Figure 5. Inhibition of p97 does not diminish over all levels of cell-surface MHC class I.

A. EL4 cells were transfected with p97 constructs and analyzed 24 hours later for cell-surface K^b expression by FACS by gating onThy1.1 cells. Cells were either left untreated (white bars) or washed in citric acid buffer (black bars) and allowed to recover for five hours before analysis. The staining was done in triplicate. B. EL4 cells were treated with indicated levels of DBeQ for 5 hours and analyzed by FACS for cell-surface K^b expression. No consistent statistical difference at any concentration of DBeQ occurred between experiments, though MG132 did statistically diminish K^b levels (p<0.05). In both experiments, EL4 cells treated with 10 µM MG132 for 5 hours was included as a positive control for inhibiting antigen presentation and diminishing cell-surface K^b.

Figure 6. DBeQ treatment of JY cells does not diminish HLA class I levels.
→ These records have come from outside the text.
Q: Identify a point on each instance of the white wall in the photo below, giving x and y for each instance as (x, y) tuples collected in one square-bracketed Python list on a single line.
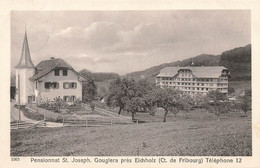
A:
[(26, 88), (50, 94)]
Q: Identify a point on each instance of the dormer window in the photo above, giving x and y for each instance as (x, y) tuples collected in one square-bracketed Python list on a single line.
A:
[(65, 72), (57, 72)]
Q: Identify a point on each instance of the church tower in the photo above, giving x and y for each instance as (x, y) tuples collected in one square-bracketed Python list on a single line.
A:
[(24, 70)]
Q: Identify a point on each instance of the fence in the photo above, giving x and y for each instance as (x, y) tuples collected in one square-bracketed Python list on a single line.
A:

A. AlamarBlue fluorescence of JY cells treated with either DMSO or increasing doses of DBeQ demonstrates JY cells are more resistant to the single-dose toxic effects of DBeQ. B. JY cells were either washed in citric acid buffer (black bars) or left untreated (white bars) and stained, in triplicate, 5 hours post treatment with indicated concentrations of DBeQ or MG132. Cells were analyzed for total MHC class I expression using the monoclonal antibody W6/32 which detects HLA A,B, and C molecules. This experiment is representative of three independent experiments and no statistical difference between DMSO and DBeQ treated cells was noted.